Amy B. Heimberger, Member
Dr. Amy B. Heimberger, MD, FAANS, is the Jean Malnati Miller Professor of Neurological Surgery, Vice-Chair for Research in the Department of Neurological Surgery at Northwestern University and Scientific Director of The Malnati Brain Tumor Institute at the Robert H. Lurie Comprehensive Cancer Center. Her research program focuses on immune therapeutic strategies for patients with Central Nervous System (CNS) malignancies and she studies tumor-mediated mechanisms of immune suppression. She has been intricately involved in a wide variety of bench-to-bedside immune therapeutics, including those that were developed in her laboratory and arising from her own patents. She has expertise in the IND process and has been the PI of multiple clinical trials including the advocation for window-of-opportunity designs to evaluate the CNS tumor microenvironment.

Ashani Weeraratna, Member
Born in Sri Lanka and raised in Lesotho in Africa, Dr. Weeraratna first came to the United States in 1988 to study biology at St. Mary’s College of Maryland. She earned a Ph.D. in Molecular and Cellular Oncology at the Department of Pharmacology of George Washington University Medical Center. Weeraratna has also undertaken a global analysis of how the aged microenvironment promotes metastasis, using a unique resource of normal skin fibroblasts from healthy donors of differing ages, proteomics analysis, and animal models, and the clinical implications of these data may also result in a change in clinical practice, as they are finding age-related differences in responses to both targeted and immunotherapy. She is the E.V. McCollum Professor and Chair, Department of Biochemistry and Molecular Biology, Johns Hopkins Bloomberg School of Public Health, President of the Society for Melanoma Research, and a fierce champion of and a mentor for junior faculty, people of color and women in science, technology, engineering, and math (STEM).

Karen Winkfield, Member
Karen Winkfield, MD, PhD is an Ingram Professor of Cancer Research and Professor of Radiation Oncology at Vanderbilt University Medical Center (VUMC).

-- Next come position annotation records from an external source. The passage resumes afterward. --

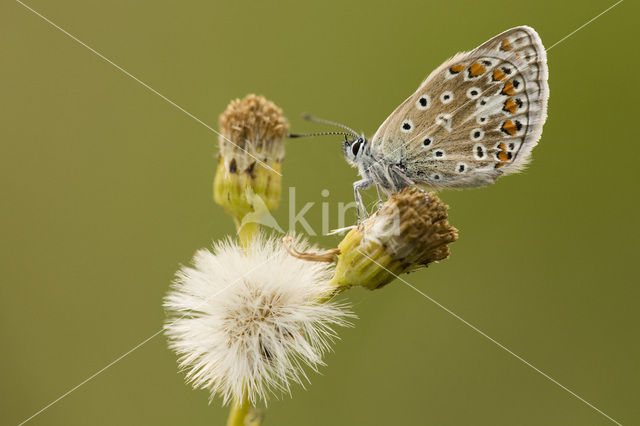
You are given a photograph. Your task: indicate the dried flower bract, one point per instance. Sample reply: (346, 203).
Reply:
(408, 232)
(251, 154)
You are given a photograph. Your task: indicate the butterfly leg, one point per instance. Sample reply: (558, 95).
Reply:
(357, 186)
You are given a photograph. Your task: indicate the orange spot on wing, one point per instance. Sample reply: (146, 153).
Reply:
(498, 75)
(476, 69)
(503, 156)
(508, 89)
(510, 106)
(505, 45)
(509, 128)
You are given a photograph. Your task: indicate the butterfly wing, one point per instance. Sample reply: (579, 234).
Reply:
(475, 118)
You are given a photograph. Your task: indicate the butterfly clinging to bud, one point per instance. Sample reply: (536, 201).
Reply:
(475, 118)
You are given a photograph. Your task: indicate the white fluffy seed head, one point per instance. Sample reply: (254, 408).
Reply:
(245, 321)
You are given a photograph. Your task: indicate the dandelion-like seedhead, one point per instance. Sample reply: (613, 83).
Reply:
(246, 320)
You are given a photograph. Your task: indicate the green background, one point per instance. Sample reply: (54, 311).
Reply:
(106, 189)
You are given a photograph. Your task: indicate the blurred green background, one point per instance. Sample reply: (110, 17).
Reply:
(106, 189)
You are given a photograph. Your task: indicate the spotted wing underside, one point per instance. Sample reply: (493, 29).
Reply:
(475, 118)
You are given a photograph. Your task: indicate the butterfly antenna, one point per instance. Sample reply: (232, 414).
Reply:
(330, 123)
(305, 135)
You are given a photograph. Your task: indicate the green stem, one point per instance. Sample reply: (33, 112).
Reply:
(239, 412)
(247, 233)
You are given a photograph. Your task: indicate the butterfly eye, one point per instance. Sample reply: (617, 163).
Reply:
(356, 147)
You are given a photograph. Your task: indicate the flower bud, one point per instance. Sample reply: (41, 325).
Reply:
(250, 160)
(408, 232)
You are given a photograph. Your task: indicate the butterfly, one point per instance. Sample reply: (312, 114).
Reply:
(474, 119)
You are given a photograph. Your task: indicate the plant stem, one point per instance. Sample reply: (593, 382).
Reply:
(239, 411)
(247, 233)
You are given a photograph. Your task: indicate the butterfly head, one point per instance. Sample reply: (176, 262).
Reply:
(355, 149)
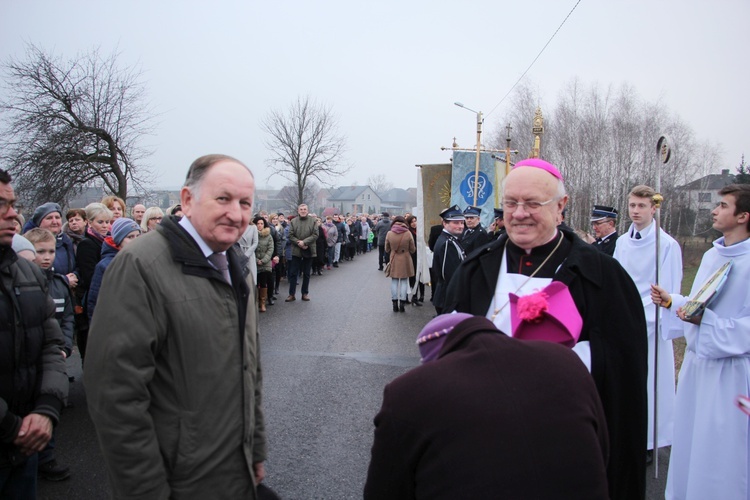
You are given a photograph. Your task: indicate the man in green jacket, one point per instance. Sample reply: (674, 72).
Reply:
(173, 376)
(302, 233)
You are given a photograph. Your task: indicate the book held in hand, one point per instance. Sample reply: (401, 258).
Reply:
(706, 293)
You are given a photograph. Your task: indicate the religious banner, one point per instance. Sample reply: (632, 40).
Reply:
(435, 192)
(464, 179)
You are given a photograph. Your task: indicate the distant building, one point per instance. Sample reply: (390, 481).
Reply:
(355, 199)
(702, 195)
(398, 201)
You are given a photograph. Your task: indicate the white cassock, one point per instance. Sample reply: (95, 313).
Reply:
(711, 447)
(638, 257)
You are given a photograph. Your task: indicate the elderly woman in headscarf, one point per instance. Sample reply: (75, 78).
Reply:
(399, 243)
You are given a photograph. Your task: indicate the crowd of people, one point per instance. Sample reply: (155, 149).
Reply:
(511, 292)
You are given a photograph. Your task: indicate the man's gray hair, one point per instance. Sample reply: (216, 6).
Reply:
(561, 191)
(198, 169)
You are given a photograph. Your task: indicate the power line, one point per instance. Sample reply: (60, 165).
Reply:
(535, 59)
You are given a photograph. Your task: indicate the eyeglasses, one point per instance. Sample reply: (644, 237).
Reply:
(531, 207)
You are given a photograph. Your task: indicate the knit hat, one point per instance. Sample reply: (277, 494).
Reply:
(43, 211)
(21, 244)
(432, 337)
(123, 227)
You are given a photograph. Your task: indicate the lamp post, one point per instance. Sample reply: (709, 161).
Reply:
(479, 147)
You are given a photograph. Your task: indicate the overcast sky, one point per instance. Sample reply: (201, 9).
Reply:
(391, 70)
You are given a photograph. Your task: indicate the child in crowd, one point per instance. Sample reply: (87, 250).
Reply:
(44, 242)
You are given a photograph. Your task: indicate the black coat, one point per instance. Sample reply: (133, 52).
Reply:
(615, 325)
(448, 256)
(607, 245)
(474, 238)
(492, 417)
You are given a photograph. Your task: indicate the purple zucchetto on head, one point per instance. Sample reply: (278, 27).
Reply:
(537, 163)
(432, 337)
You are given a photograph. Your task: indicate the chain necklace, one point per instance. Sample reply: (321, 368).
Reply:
(559, 242)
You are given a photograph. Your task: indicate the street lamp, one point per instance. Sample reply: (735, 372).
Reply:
(479, 147)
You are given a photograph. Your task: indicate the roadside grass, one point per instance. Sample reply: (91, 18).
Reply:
(692, 252)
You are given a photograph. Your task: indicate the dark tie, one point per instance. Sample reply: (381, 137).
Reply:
(219, 261)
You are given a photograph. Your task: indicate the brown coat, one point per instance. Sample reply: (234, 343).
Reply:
(400, 246)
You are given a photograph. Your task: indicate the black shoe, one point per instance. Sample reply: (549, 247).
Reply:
(52, 471)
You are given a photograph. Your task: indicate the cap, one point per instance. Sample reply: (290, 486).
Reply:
(472, 211)
(43, 211)
(123, 227)
(538, 163)
(452, 213)
(601, 212)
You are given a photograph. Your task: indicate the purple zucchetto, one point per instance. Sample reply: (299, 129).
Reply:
(537, 163)
(432, 337)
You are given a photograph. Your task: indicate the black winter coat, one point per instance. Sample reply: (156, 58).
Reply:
(615, 325)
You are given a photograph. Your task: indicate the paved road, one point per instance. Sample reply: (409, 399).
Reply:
(325, 363)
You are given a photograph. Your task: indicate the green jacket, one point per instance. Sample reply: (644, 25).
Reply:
(173, 377)
(305, 230)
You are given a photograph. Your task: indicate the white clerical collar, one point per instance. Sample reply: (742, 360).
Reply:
(188, 226)
(644, 232)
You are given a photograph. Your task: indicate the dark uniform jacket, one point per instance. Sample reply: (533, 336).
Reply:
(474, 238)
(613, 323)
(448, 255)
(492, 417)
(606, 244)
(32, 367)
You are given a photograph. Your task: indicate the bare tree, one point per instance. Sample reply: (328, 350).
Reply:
(604, 140)
(379, 183)
(305, 144)
(290, 199)
(67, 123)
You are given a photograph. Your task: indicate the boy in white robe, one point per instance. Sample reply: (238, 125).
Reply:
(636, 251)
(711, 447)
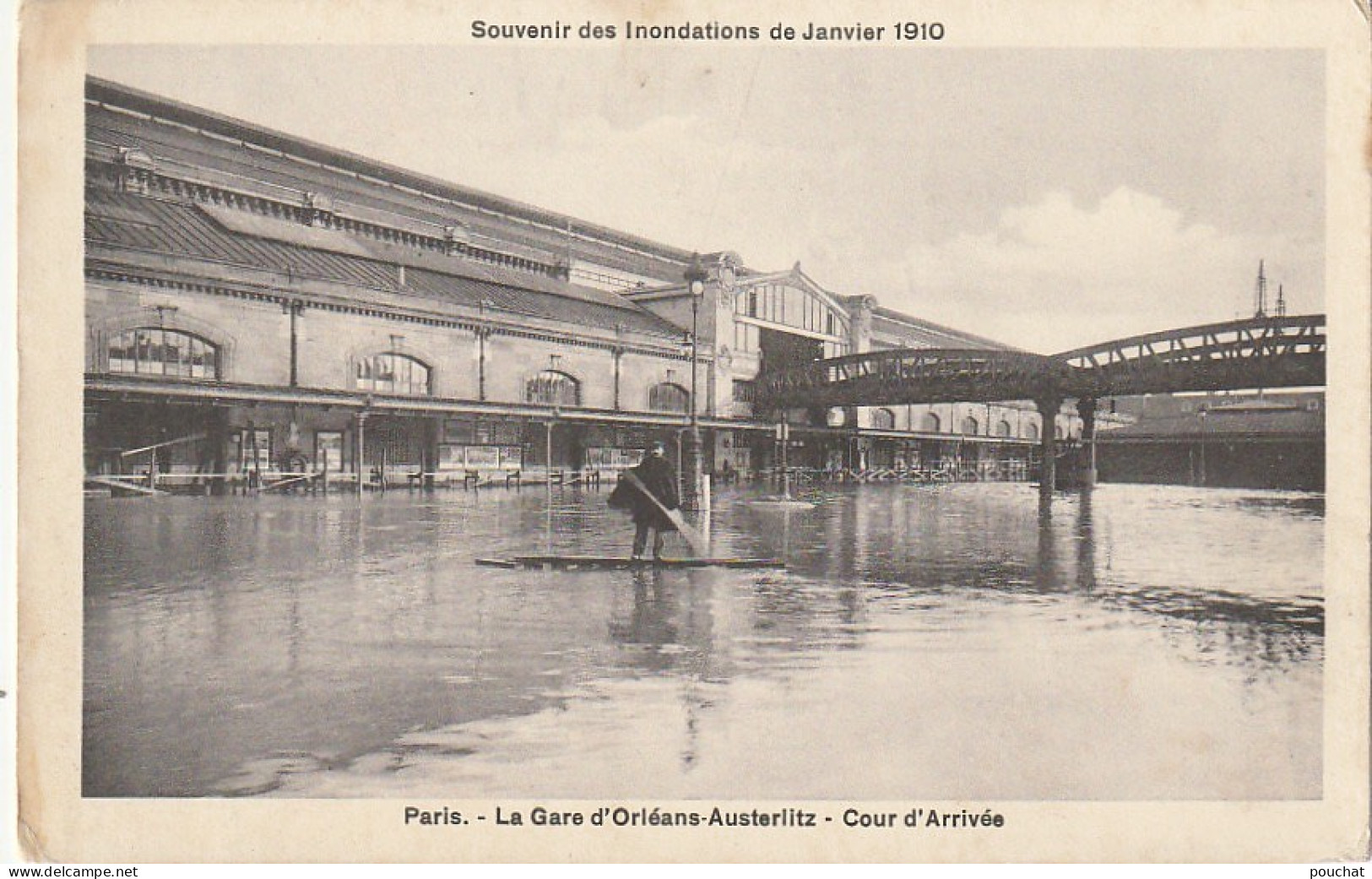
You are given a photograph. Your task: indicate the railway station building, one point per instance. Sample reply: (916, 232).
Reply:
(263, 307)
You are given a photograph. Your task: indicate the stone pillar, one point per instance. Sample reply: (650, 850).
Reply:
(1087, 409)
(1049, 406)
(360, 448)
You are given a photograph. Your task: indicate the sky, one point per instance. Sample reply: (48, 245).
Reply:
(1044, 198)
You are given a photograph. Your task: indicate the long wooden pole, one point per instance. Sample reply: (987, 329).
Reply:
(180, 439)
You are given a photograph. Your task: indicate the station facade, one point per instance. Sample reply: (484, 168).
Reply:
(263, 307)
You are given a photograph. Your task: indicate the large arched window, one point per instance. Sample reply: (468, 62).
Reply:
(669, 397)
(393, 373)
(553, 388)
(155, 351)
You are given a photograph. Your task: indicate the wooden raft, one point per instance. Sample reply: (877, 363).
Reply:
(568, 562)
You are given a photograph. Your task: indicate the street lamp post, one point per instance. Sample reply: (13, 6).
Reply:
(696, 287)
(1202, 415)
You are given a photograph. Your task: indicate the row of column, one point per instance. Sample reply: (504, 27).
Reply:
(1049, 404)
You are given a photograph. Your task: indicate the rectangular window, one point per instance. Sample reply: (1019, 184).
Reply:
(328, 450)
(256, 450)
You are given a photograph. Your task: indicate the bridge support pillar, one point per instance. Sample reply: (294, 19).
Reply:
(1049, 408)
(1087, 409)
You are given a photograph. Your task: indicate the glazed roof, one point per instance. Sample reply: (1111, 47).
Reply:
(175, 228)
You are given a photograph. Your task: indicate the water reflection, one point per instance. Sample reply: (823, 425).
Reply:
(325, 648)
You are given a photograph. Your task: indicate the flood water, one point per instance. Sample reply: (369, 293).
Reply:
(936, 642)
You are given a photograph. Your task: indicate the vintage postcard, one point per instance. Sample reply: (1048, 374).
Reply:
(693, 431)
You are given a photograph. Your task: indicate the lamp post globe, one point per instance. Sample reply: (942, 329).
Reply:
(696, 288)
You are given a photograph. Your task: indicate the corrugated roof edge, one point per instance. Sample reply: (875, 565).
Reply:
(109, 92)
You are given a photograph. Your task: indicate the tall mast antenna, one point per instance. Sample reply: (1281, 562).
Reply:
(1260, 296)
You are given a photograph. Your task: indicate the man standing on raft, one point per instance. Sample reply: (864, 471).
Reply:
(656, 476)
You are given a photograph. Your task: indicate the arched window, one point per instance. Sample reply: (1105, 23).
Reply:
(553, 388)
(155, 351)
(667, 397)
(393, 373)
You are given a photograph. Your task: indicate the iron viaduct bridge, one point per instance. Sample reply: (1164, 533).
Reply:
(1255, 353)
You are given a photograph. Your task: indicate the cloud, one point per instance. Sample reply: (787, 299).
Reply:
(1054, 274)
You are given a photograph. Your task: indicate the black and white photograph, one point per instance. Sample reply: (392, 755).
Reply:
(643, 406)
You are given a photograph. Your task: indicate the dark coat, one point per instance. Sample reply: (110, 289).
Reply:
(660, 479)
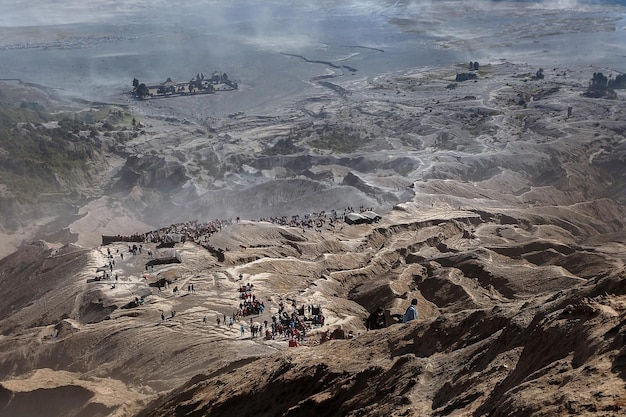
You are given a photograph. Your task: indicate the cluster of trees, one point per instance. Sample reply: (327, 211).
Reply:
(603, 86)
(140, 90)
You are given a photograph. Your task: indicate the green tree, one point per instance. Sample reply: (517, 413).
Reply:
(143, 91)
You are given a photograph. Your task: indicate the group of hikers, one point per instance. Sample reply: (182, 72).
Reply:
(250, 304)
(378, 320)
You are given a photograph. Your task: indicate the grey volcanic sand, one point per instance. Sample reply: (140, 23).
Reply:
(95, 51)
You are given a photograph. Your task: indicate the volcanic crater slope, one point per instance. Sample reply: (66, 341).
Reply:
(501, 213)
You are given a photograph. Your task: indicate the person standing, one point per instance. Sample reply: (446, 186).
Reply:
(376, 320)
(411, 312)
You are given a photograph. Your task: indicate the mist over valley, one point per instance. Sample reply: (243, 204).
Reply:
(468, 155)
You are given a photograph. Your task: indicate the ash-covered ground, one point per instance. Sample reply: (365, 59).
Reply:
(502, 203)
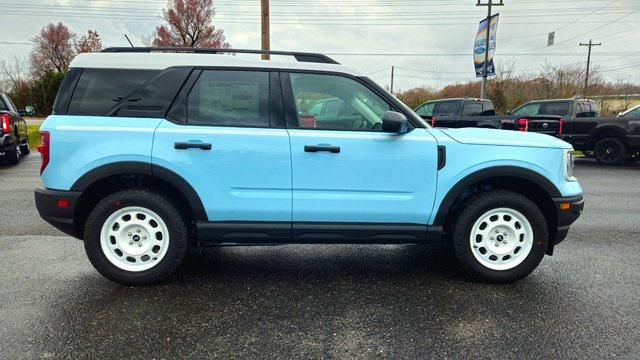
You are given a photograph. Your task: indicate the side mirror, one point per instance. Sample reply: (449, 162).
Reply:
(394, 122)
(28, 110)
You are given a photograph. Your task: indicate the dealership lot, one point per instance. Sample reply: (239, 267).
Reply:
(325, 301)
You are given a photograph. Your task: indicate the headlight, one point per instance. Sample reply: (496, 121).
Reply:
(568, 165)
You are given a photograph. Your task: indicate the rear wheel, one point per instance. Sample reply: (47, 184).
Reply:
(610, 151)
(501, 236)
(135, 237)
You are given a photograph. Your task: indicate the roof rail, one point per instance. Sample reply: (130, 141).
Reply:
(299, 56)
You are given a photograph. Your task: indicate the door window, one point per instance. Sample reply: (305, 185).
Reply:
(426, 109)
(346, 104)
(230, 98)
(633, 113)
(448, 108)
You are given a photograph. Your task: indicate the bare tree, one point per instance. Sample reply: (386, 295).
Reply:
(189, 24)
(53, 50)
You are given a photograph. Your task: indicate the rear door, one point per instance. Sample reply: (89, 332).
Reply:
(225, 136)
(348, 170)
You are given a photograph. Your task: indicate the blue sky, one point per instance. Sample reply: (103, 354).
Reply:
(439, 33)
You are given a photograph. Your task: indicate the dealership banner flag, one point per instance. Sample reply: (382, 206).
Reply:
(481, 43)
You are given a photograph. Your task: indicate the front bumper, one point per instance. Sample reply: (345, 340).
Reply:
(568, 209)
(57, 208)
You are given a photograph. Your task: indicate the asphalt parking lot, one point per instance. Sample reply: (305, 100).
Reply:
(325, 301)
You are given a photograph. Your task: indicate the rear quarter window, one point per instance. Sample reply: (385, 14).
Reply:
(99, 90)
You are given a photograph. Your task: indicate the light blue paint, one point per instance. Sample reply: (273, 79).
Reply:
(246, 176)
(264, 174)
(376, 177)
(81, 143)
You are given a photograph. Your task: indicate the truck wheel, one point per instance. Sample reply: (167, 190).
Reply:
(610, 151)
(501, 236)
(25, 149)
(135, 237)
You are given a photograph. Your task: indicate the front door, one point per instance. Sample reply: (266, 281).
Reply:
(344, 168)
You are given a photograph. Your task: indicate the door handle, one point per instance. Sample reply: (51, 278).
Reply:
(317, 148)
(190, 145)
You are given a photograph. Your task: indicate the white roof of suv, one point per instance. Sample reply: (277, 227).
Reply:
(163, 60)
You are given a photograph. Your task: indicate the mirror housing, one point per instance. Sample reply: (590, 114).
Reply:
(28, 110)
(394, 122)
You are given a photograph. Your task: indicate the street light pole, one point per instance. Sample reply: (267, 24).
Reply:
(586, 77)
(488, 4)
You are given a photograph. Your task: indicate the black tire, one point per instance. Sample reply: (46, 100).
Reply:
(175, 223)
(473, 210)
(25, 149)
(610, 151)
(12, 157)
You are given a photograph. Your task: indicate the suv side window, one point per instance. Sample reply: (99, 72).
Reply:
(447, 108)
(633, 113)
(348, 104)
(230, 98)
(426, 109)
(99, 90)
(472, 108)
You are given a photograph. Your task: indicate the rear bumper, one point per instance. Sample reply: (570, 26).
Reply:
(568, 209)
(62, 218)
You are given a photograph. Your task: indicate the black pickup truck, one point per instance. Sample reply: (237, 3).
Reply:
(14, 141)
(473, 112)
(611, 140)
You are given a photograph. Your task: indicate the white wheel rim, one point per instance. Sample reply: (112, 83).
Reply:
(501, 239)
(134, 238)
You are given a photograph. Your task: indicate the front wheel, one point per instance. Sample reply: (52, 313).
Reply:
(135, 237)
(501, 236)
(610, 151)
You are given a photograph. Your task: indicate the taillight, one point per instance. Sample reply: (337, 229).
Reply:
(44, 149)
(6, 123)
(523, 124)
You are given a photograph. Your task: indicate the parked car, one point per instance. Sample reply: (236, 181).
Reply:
(149, 153)
(613, 140)
(459, 113)
(14, 139)
(633, 112)
(469, 112)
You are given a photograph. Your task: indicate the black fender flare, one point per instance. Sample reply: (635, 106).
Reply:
(489, 173)
(148, 169)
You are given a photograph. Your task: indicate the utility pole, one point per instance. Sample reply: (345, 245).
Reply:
(392, 68)
(266, 44)
(488, 4)
(586, 77)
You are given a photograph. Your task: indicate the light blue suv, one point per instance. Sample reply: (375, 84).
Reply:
(152, 151)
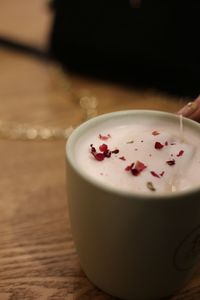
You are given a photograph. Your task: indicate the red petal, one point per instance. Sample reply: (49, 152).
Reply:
(93, 149)
(107, 153)
(122, 158)
(128, 168)
(99, 156)
(103, 147)
(140, 166)
(158, 145)
(115, 151)
(162, 173)
(155, 132)
(171, 162)
(104, 137)
(154, 174)
(180, 153)
(135, 172)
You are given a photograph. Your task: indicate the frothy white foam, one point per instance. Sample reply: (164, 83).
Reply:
(135, 138)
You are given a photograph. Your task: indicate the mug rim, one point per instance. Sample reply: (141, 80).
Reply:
(129, 194)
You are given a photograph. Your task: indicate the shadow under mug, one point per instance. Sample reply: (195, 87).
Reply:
(131, 245)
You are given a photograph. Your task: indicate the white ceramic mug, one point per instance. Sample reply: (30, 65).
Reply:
(132, 246)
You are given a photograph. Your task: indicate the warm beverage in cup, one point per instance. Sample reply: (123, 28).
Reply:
(134, 200)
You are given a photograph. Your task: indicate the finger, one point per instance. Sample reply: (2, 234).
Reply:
(191, 109)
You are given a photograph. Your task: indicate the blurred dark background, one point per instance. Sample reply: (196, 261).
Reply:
(155, 45)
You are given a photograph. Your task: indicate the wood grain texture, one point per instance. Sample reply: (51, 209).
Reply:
(38, 260)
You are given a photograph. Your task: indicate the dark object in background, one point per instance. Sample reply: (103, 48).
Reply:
(155, 45)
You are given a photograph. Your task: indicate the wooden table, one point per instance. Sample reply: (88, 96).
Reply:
(38, 259)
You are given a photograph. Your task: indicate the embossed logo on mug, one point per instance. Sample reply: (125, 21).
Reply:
(135, 3)
(188, 251)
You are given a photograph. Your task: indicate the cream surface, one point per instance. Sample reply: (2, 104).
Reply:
(168, 160)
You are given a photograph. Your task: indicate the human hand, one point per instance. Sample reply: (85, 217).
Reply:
(191, 110)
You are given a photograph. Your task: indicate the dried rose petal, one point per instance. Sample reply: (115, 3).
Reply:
(107, 153)
(180, 153)
(122, 158)
(103, 147)
(128, 168)
(135, 172)
(171, 162)
(154, 174)
(104, 137)
(158, 145)
(99, 156)
(150, 186)
(155, 132)
(115, 151)
(140, 166)
(93, 149)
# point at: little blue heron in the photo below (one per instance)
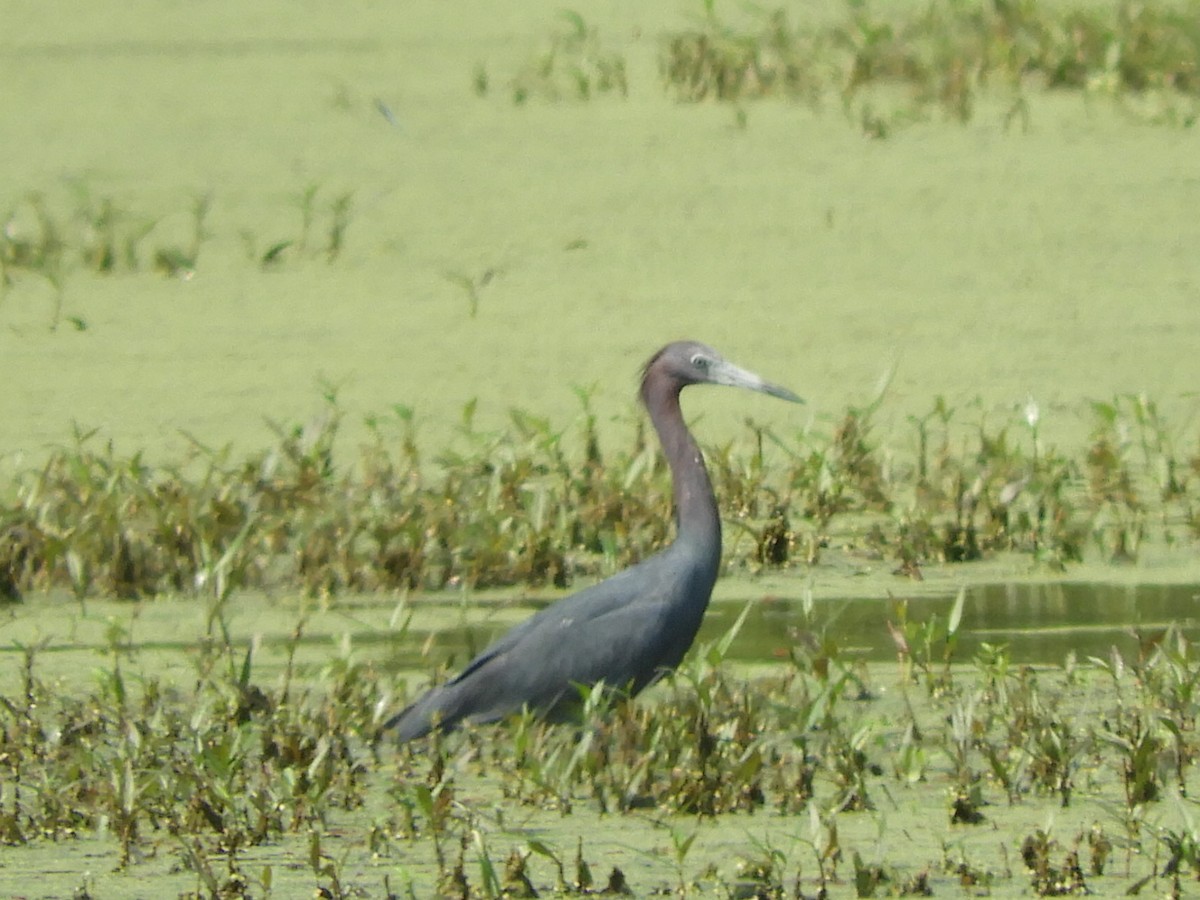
(629, 629)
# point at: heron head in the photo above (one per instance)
(694, 363)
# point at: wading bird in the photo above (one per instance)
(629, 629)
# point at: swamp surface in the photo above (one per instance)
(217, 217)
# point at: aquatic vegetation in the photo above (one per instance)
(543, 505)
(253, 785)
(942, 55)
(575, 65)
(54, 234)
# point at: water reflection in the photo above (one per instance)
(1041, 623)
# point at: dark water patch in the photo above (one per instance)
(1039, 623)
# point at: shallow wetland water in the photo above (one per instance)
(253, 208)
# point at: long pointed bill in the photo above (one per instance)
(735, 377)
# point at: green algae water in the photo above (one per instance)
(503, 256)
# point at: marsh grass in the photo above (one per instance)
(575, 65)
(54, 234)
(943, 55)
(225, 766)
(543, 505)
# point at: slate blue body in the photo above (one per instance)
(629, 629)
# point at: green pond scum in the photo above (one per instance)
(319, 331)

She is an implementation scientist focused on leveraging her expertise in community engagement to improve health equity. Dr. Winkfield currently co-leads the Inclusive Participation Workgroup of the NIH CEAL teams against COVID19 disparities and in 2020 was named Executive Director of the Meharry-Vanderbilt Alliance, a strategic partnership between Meharry Medical College, VUMC, and community partners focused on eliminating health disparities.